Adan Optimizer: Adaptive Nesterov Momentum Algorithm.

### Parameters

- **params** (Iterable[Tensor] | Iterable[dict]) - Required - Iterable of parameters to optimize or dicts defining parameter groups
- **lr** (float) - Required - Learning rate
- **betas** (tuple[float, float, float]) - Optional - Coefficients for gradient, gradient difference, and squared gradient moving averages (default: (0.98, 0.92, 0.99))
- **weight_decay** (float) - Optional - Weight decay coefficient. If `decouple_lr` is False, applies decoupled weight decay (default: 0.02)
- **eps** (float) - Optional - Added to denominator to improve numerical stability (default: 1e-6)
- **decouple_lr** (bool) - Optional - Apply fully decoupled weight decay instead of decoupled weight decay (default: False)
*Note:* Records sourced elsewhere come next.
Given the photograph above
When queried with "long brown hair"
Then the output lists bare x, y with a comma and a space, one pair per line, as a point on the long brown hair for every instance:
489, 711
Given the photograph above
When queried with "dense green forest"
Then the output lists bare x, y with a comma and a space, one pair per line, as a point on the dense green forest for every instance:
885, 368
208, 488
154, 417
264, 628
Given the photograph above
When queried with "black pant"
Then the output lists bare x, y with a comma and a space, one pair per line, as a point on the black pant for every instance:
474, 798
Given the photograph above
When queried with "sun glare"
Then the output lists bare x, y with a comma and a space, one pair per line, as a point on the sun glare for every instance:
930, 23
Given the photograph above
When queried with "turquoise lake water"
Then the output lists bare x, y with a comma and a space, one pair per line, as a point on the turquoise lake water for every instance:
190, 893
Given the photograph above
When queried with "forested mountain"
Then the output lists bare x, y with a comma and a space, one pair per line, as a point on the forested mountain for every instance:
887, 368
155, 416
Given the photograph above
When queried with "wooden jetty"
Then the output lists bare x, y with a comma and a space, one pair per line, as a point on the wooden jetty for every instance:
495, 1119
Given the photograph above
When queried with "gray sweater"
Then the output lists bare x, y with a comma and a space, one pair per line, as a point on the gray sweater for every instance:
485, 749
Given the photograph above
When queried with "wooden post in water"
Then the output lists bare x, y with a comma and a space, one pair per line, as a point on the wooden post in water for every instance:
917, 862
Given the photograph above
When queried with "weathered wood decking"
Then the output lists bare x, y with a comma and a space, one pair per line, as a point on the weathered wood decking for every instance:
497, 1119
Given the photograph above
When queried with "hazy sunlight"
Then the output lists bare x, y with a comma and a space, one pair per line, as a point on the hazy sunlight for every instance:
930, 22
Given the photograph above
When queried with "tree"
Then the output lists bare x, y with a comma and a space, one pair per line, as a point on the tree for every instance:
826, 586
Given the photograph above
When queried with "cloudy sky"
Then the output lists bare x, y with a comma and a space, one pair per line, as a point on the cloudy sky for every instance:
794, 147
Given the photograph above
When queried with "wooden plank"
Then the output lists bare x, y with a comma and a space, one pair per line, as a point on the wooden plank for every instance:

- **max_lr** (float | None) - Optional - Maximum scheduled learning rate. Set if `lr` is not the maximum scheduled learning rate and `decouple_lr` is True (default: None)
- **adam_wd** (bool) - Optional - Apply weight decay before parameter update (Adam-style), instead of after the update per Adan algorithm (default: False)
- **kahan_sum** (bool | None) - Optional - Enables Kahan summation for more accurate parameter updates when training in low precision (float16 or bfloat16). If unspecified, automatically applies for low precision parameters (default: False)
- **foreach** (bool | None) - Optional - Enables the foreach implementation. If unspecified, tries to use foreach over for-loop implementation since it can be significantly faster (default: None)
- **triton** (bool | None) - Optional - Enables Triton implementation. If unspecified, tries to use Triton as it is significantly faster than both for-loop and foreach implementations (default: None)
- **gradient_release** (bool) - Optional - Fuses optimizer step and zero_grad as part of the parameter's backward pass. Requires model hooks created with `register_gradient_release`. Incompatible with closure (default: False)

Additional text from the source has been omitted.